Finetuning on a sequenceClassification task #34

leannmlindsey · 2024-03-08T23:29:57Z

I am interested in using this model on some classification tasks, but when I have tried to set up the fine_tuning script using AutoModelForSequenceClassification, I get an error (see below). I assume this is because the StripedHyena is a new type of model. Do you have any suggestions?

Thank you.
LeAnn

Traceback (most recent call last):
File "/home/llindsey1/CHPC/evo_finetune.py", line 32, in
seq_classification_model = AutoModelForSequenceClassification.from_config(config)
File "/home/llindsey1/.conda/envs/EVO/lib/python3.9/site-packages/transformers/models/auto/auto_factory.py", line 437, in from_config
raise ValueError(
ValueError: Unrecognized configuration class <class 'transformers_modules.togethercomputer.evo-1-131k-base.8eb9480ea22de5f86eeebc1199a76b63b42d7170.configuration_hyena.StripedHyenaConfig'> for this kind of AutoModel: AutoModelForSequenceClassification.
Model type should be one of AlbertConfig, BartConfig, BertConfig, BigBirdConfig, BigBirdPegasusConfig, BioGptConfig, BloomConfig, CamembertConfig, CanineConfig, LlamaConfig, ConvBertConfig, CTRLConfig, Data2VecTextConfig, DebertaConfig, DebertaV2Config, DistilBertConfig, ElectraConfig, ErnieConfig, ErnieMConfig, EsmConfig, FalconConfig, FlaubertConfig, FNetConfig, FunnelConfig, GemmaConfig, GPT2Config, GPT2Config, GPTBigCodeConfig, GPTNeoConfig, GPTNeoXConfig, GPTJConfig, IBertConfig, LayoutLMConfig, LayoutLMv2Config, LayoutLMv3Config, LEDConfig, LiltConfig, LlamaConfig, LongformerConfig, LukeConfig, MarkupLMConfig, MBartConfig, MegaConfig, MegatronBertConfig, MistralConfig, MixtralConfig, MobileBertConfig, MPNetConfig, MptConfig, MraConfig, MT5Config, MvpConfig, NezhaConfig, NystromformerConfig, OpenLlamaConfig, OpenAIGPTConfig, OPTConfig, PerceiverConfig, PersimmonConfig, PhiConfig, PLBartConfig, QDQBertConfig, Qwen2Config, ReformerConfig, RemBertConfig, RobertaConfig, RobertaPreLayerNormConfig, RoCBertConfig, RoFormerConfig, SqueezeBertConfig, StableLmConfig, T5Config, TapasConfig, TransfoXLConfig, UMT5Config, XLMConfig, XLMRobertaConfig, XLMRobertaXLConfig, XLNetConfig, XmodConfig, YosoConfig.

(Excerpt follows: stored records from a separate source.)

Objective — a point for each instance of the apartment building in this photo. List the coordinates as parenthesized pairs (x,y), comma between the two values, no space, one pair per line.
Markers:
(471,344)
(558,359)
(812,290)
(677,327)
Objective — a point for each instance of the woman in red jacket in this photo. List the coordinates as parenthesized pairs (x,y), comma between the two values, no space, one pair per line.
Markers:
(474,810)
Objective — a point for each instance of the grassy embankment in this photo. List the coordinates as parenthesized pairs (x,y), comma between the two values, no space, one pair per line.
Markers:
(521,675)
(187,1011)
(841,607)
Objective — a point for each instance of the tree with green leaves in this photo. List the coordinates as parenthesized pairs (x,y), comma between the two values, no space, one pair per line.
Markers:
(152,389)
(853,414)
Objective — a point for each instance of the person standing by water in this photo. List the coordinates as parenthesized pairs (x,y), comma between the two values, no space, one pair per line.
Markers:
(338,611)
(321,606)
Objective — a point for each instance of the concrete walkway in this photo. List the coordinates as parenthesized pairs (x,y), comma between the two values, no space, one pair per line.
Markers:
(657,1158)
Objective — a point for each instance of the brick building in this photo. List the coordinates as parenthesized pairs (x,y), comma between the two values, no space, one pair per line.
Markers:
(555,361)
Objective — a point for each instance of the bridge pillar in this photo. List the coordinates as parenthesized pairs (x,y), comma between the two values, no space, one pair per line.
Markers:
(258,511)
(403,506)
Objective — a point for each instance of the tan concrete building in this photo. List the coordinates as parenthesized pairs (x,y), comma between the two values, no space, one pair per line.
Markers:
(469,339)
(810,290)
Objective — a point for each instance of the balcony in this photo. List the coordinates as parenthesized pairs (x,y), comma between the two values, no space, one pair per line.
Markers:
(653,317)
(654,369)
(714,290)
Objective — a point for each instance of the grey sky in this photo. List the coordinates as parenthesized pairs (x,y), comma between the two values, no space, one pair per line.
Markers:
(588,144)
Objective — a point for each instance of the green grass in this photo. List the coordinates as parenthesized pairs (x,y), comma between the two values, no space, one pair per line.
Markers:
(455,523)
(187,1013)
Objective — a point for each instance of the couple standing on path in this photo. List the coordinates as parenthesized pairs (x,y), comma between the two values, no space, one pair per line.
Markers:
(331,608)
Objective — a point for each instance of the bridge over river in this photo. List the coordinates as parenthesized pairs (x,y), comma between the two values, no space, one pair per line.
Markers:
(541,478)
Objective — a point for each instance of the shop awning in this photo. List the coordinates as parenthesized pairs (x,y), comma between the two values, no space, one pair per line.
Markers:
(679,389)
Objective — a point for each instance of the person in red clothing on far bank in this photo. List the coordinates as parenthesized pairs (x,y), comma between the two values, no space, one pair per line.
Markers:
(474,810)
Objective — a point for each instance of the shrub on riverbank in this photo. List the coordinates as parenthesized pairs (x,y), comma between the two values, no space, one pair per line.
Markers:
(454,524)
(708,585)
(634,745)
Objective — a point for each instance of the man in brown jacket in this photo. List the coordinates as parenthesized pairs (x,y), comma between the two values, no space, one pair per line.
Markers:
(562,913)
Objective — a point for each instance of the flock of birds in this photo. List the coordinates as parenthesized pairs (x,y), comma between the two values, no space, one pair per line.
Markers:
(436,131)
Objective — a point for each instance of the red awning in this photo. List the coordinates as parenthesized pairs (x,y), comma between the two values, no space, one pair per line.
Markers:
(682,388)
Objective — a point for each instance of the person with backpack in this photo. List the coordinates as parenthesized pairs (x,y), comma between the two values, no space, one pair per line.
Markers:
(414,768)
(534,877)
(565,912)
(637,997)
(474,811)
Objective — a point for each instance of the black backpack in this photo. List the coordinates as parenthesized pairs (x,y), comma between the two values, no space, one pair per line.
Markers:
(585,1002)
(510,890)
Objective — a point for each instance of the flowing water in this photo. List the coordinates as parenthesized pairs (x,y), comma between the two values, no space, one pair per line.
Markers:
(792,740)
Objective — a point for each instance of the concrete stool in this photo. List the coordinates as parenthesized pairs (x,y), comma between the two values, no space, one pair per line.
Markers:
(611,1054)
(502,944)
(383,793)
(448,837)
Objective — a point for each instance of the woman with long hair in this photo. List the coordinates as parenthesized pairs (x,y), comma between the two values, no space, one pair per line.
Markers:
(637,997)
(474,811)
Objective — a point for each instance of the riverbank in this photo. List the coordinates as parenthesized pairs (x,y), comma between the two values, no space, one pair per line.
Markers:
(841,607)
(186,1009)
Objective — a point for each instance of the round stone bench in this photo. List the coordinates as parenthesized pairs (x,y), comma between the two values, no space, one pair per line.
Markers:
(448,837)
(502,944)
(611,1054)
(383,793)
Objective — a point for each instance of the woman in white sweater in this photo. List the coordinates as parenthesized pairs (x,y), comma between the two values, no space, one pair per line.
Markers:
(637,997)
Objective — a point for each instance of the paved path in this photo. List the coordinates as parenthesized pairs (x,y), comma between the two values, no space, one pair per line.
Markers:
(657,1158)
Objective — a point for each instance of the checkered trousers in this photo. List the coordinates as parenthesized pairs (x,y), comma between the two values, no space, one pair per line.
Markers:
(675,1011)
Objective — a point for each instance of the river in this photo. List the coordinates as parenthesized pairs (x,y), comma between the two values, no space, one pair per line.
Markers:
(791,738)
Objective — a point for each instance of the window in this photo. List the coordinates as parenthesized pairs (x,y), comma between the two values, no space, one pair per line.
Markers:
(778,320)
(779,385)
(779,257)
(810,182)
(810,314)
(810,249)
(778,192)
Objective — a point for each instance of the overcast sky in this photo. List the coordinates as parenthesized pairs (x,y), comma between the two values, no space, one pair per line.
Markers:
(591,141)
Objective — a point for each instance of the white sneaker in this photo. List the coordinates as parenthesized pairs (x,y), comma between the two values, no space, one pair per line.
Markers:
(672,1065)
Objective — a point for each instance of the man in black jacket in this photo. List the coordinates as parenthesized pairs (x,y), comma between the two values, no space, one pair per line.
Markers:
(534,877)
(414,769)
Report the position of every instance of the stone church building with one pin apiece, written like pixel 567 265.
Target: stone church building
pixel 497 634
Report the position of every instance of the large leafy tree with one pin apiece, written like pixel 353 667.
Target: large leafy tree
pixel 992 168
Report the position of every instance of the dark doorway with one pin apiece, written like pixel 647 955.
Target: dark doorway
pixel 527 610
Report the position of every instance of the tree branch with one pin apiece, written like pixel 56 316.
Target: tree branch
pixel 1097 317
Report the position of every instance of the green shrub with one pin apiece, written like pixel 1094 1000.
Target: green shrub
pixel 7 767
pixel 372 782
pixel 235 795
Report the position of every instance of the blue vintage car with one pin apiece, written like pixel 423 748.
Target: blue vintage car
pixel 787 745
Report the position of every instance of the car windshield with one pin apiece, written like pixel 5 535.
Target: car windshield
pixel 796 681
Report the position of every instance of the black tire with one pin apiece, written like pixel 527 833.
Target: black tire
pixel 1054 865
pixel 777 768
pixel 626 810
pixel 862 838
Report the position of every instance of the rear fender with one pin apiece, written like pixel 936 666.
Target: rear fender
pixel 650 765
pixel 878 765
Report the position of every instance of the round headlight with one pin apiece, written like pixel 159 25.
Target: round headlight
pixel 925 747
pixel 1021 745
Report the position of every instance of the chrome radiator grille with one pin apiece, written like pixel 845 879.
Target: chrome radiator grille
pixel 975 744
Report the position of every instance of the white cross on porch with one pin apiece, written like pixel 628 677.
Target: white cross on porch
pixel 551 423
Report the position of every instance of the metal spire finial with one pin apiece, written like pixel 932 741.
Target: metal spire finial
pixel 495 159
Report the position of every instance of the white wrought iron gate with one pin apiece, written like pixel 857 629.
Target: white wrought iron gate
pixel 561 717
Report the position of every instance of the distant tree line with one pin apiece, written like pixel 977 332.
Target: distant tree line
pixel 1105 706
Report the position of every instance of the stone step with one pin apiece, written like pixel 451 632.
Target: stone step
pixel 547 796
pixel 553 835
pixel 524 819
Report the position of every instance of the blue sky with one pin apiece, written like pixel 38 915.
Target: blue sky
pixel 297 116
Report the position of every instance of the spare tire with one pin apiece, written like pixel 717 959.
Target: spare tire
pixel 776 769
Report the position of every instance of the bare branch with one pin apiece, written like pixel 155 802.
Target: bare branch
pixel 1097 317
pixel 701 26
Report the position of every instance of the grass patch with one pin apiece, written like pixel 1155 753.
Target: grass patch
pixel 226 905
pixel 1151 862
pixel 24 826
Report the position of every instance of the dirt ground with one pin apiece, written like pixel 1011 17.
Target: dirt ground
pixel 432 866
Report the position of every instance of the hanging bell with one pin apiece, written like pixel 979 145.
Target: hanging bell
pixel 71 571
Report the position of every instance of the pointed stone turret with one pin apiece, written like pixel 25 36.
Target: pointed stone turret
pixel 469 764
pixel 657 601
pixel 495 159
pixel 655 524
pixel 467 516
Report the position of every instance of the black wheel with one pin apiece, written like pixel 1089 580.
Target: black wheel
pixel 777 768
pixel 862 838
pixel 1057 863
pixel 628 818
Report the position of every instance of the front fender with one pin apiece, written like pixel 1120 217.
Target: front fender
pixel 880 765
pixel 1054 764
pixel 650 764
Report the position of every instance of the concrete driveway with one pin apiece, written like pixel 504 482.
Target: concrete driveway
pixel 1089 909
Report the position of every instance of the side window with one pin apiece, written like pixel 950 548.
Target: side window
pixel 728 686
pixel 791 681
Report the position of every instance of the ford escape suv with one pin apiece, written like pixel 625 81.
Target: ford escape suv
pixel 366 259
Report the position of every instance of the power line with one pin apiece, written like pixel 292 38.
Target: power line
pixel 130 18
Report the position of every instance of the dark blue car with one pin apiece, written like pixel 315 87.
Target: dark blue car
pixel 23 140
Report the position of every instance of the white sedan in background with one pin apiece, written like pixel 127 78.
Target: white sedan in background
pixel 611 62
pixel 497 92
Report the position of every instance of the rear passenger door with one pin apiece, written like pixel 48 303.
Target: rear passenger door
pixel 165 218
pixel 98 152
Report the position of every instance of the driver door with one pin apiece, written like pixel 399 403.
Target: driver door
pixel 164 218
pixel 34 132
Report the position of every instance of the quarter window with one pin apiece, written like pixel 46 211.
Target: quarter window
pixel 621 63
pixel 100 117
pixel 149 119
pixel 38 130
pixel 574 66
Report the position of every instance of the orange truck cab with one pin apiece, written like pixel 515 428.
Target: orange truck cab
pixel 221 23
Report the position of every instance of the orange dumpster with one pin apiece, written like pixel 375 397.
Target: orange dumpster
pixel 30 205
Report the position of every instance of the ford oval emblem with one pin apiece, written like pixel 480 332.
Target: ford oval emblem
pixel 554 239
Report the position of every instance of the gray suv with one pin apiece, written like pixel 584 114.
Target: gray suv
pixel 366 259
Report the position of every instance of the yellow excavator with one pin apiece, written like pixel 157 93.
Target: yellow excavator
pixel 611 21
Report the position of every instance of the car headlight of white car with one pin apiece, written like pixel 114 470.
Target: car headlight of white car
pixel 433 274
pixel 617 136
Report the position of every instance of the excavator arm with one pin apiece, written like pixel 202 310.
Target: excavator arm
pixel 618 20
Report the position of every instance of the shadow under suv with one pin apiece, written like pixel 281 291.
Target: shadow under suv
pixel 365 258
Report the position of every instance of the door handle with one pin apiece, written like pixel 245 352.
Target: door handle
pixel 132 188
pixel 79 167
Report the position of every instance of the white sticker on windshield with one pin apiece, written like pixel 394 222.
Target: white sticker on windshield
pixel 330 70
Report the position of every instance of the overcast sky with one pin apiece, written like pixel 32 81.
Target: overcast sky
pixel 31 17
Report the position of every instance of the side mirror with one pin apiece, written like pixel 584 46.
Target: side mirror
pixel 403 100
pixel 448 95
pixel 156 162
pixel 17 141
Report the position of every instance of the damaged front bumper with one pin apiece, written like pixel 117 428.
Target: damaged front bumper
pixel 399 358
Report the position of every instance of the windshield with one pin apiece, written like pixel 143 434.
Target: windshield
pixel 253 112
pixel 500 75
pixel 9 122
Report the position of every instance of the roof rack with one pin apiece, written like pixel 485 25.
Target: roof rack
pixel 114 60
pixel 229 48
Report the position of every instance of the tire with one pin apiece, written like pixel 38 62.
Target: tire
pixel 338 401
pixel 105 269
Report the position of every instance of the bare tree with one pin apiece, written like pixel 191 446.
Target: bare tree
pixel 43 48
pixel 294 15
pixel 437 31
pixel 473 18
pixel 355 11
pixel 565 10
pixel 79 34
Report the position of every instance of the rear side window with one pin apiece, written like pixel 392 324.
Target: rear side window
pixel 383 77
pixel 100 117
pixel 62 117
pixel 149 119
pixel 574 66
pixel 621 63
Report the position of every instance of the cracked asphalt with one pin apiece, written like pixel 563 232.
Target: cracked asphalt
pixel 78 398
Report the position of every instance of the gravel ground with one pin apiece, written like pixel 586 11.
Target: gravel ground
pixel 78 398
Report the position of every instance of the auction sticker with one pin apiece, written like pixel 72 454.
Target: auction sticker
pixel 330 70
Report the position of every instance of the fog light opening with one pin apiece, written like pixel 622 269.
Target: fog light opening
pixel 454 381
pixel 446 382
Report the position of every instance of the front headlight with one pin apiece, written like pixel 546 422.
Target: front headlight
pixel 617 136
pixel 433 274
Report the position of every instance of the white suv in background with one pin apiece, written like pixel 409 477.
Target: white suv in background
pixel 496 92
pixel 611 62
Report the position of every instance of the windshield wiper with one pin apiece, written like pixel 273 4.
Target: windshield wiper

xliaoyi · 2024-09-04T19:27:55Z

Hi LeAnn,

Since Evo is designed for sequence generation tasks you probably can't use AutoModelForSequenceClassification to load the config, I tried to add a classification head to fine-tune the Evo to perform binary classification, however, the accuracy is only 50%, I attached my code below. Let me know if you have any other suggestions.

Best,
Liaoyi

import transformers
import torch
import pandas as pd
from transformers import AutoTokenizer, AutoModelForCausalLM, BitsAndBytesConfig, AutoConfig, DataCollatorWithPadding
import os
from sklearn.metrics import accuracy_score
import numpy as np
from typing import Optional

from datasets import Dataset
from transformers import TrainingArguments, Trainer

os.environ["CUDA_VISIBLE_DEVICES"] = "0"
os.environ["WANDB_DISABLED"] = "true"

model_name = 'togethercomputer/evo-1-8k-base'

model_config = AutoConfig.from_pretrained(model_name, trust_remote_code=True)
model_config.use_cache = False

custom_cache_dir = "./models/evo/cache"
model = AutoModelForCausalLM.from_pretrained(
    model_name,
    config=model_config,
    cache_dir=custom_cache_dir,
    trust_remote_code=True,
    device_map={"":0},
    torch_dtype=torch.float16
)

# Add classification head
num_labels = 2
model.classifier = torch.nn.Sequential(
    torch.nn.Linear(512, 256),
    torch.nn.ReLU(),
    torch.nn.Linear(256, num_labels)
)

tokenizer = AutoTokenizer.from_pretrained(model_name, trust_remote_code=True)
tokenizer.pad_token = "X" # there is no pad token in evo so I randomly picked one
tokenizer.padding_side = "left"  # since last token for classification we need to pad left side

for p in model.parameters():
    p.requires_grad = False

# Unfreeze the last layer and the classification head
for p in model.backbone.blocks[-1].parameters():
    p.requires_grad = True
for p in model.classifier.parameters():
    p.requires_grad = True

# Load custom datasets
train_df = pd.read_csv("./data/train_data_DNABERT_2_200k/train.csv")
dev_df = pd.read_csv("./data/train_data_DNABERT_2_200k/dev.csv")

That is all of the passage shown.